We all love our home; we install a fire alarm system so that our house does not burn. We cherish it like the apple of our eye. We tell our children not to play with matches because we do not want to be burnt alive in hellfire or, in extreme cases, having lost our home and property, we would not like to sleep with our family somewhere under the bridge on a carton sheet.
Now tell me, will you calmly keep looking, or even sleep, seeing the fire, which has broken out in the attic or basement where you live?
The answer is definite - no. Instead, you'll be running around the house in panic, trying to localize the fire and cry, at the top of your voice, calling your neighbors for help or dial the fire brigade with shaking hands and all fluttering.

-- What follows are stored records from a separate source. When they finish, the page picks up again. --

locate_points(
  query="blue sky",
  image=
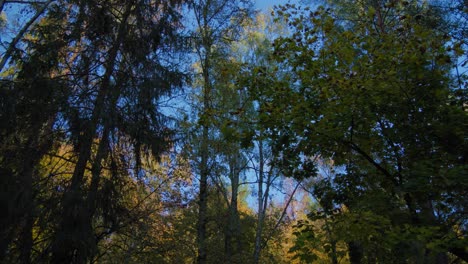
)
(267, 4)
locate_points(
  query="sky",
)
(265, 5)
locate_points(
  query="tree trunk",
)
(70, 246)
(204, 173)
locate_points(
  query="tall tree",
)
(377, 93)
(216, 21)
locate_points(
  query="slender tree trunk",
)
(233, 225)
(204, 173)
(2, 3)
(261, 212)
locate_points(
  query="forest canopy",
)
(206, 131)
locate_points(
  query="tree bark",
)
(70, 246)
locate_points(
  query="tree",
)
(376, 95)
(216, 21)
(105, 84)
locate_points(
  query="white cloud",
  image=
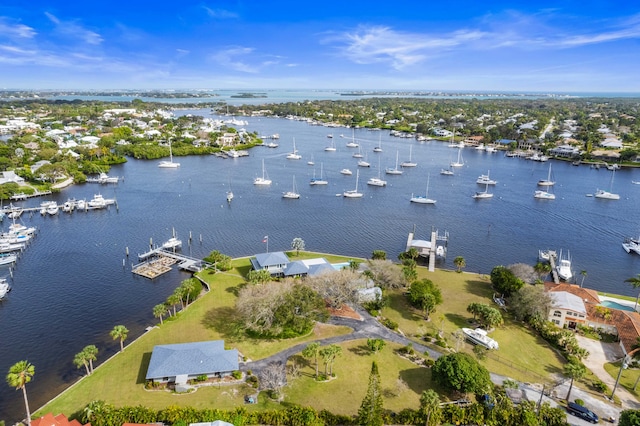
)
(74, 30)
(10, 30)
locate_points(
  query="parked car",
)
(582, 412)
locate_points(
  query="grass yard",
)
(402, 380)
(523, 355)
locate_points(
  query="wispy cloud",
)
(220, 13)
(74, 30)
(15, 30)
(368, 45)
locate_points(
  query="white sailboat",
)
(353, 193)
(377, 181)
(423, 199)
(319, 181)
(409, 163)
(459, 162)
(548, 181)
(379, 147)
(483, 194)
(293, 155)
(293, 194)
(264, 180)
(169, 164)
(395, 171)
(607, 195)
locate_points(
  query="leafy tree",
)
(629, 418)
(119, 332)
(259, 277)
(379, 255)
(530, 302)
(635, 283)
(159, 311)
(504, 281)
(19, 375)
(371, 409)
(375, 345)
(461, 372)
(312, 351)
(430, 407)
(297, 244)
(459, 263)
(575, 371)
(425, 295)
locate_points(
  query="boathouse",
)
(185, 361)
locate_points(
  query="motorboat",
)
(486, 180)
(563, 268)
(4, 288)
(264, 180)
(172, 243)
(544, 195)
(479, 336)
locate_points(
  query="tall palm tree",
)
(91, 352)
(120, 332)
(635, 283)
(19, 375)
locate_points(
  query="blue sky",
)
(565, 46)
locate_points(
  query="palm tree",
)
(460, 263)
(635, 283)
(91, 352)
(120, 332)
(575, 371)
(19, 375)
(159, 311)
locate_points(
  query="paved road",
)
(370, 328)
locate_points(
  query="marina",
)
(78, 262)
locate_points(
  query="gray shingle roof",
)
(191, 359)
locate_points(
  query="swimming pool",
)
(615, 305)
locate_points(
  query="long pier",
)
(158, 261)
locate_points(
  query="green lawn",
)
(402, 380)
(523, 355)
(120, 381)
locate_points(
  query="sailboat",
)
(379, 147)
(264, 180)
(395, 171)
(548, 181)
(319, 181)
(409, 163)
(459, 162)
(377, 181)
(423, 199)
(169, 164)
(293, 194)
(293, 155)
(353, 193)
(483, 194)
(607, 195)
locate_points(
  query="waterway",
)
(74, 282)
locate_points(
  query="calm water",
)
(70, 286)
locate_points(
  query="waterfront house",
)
(182, 362)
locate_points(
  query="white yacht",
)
(486, 180)
(479, 337)
(264, 180)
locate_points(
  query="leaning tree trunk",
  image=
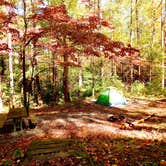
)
(163, 20)
(23, 47)
(137, 24)
(131, 22)
(9, 35)
(65, 80)
(1, 104)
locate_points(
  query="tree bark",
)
(1, 103)
(131, 22)
(65, 81)
(163, 20)
(23, 47)
(137, 24)
(9, 35)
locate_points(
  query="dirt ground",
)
(85, 119)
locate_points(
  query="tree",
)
(77, 36)
(163, 40)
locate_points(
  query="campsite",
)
(82, 83)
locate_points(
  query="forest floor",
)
(80, 134)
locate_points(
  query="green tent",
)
(111, 97)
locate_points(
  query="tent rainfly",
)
(111, 97)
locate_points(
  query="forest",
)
(60, 60)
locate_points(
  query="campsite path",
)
(82, 119)
(89, 120)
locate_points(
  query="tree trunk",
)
(131, 22)
(137, 24)
(11, 70)
(65, 80)
(26, 104)
(24, 82)
(153, 24)
(163, 19)
(1, 103)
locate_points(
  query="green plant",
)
(137, 88)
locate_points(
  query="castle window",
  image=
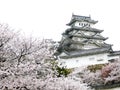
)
(100, 60)
(92, 58)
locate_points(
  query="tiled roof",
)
(91, 37)
(79, 53)
(81, 18)
(114, 53)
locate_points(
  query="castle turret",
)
(82, 41)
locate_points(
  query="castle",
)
(81, 44)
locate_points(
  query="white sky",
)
(48, 18)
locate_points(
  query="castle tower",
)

Well, suppose you manage to locate the fire and firemen arrive. Or, God forbid, your house burns down, and you will find yourself on the street with your family. Even in this situation, you have a way out, that is, you can get some money from the state insurance or the state for the damages caused to you in the accident. However, do you ever think about the universal human home, which is called Earth?
If (god forbid!), it burns down then we have nowhere to run. We have no neighbors in space community or county, which would come to the rescue, rattling with buckets of water. There is no space fire brigade, which would come wailing with sirens, to extinguish the fire that has enveloped the planet, and save us. All around is the cosmic abyss, where it is impossible to live a minute without a space station or a space suit. Moreover, if our home called Earth burns down, there is no insurance company in the whole world that would pay us compensation for damage caused by a fire in a nuclear power station or by nuclear bombs.
So we, that is human race, have not only common joy and prosperity, but also common trouble. We have no right to think that the natural disaster, which has fallen on Japan, will not affect us and say, thank God. If you rejoice at other people's misfortune, then it will be like enjoying your own misfortune, which has fallen on your family.
We must help each other in order to prevent the consequences of natural disasters and think about creating a project to save humanity in such difficult situations. Or think about more secure kinds of energy sources, or direct all our efforts on the invention of alternative energy sources.
Now we should beat the drums and shout with all our might to wake up our family who sleep wrapped in white shroud-like bed-sheets; and when they wake up, we will act together, before it is too late, and extinguish the fire smoldering in the attic and basement of our home, called EARTH!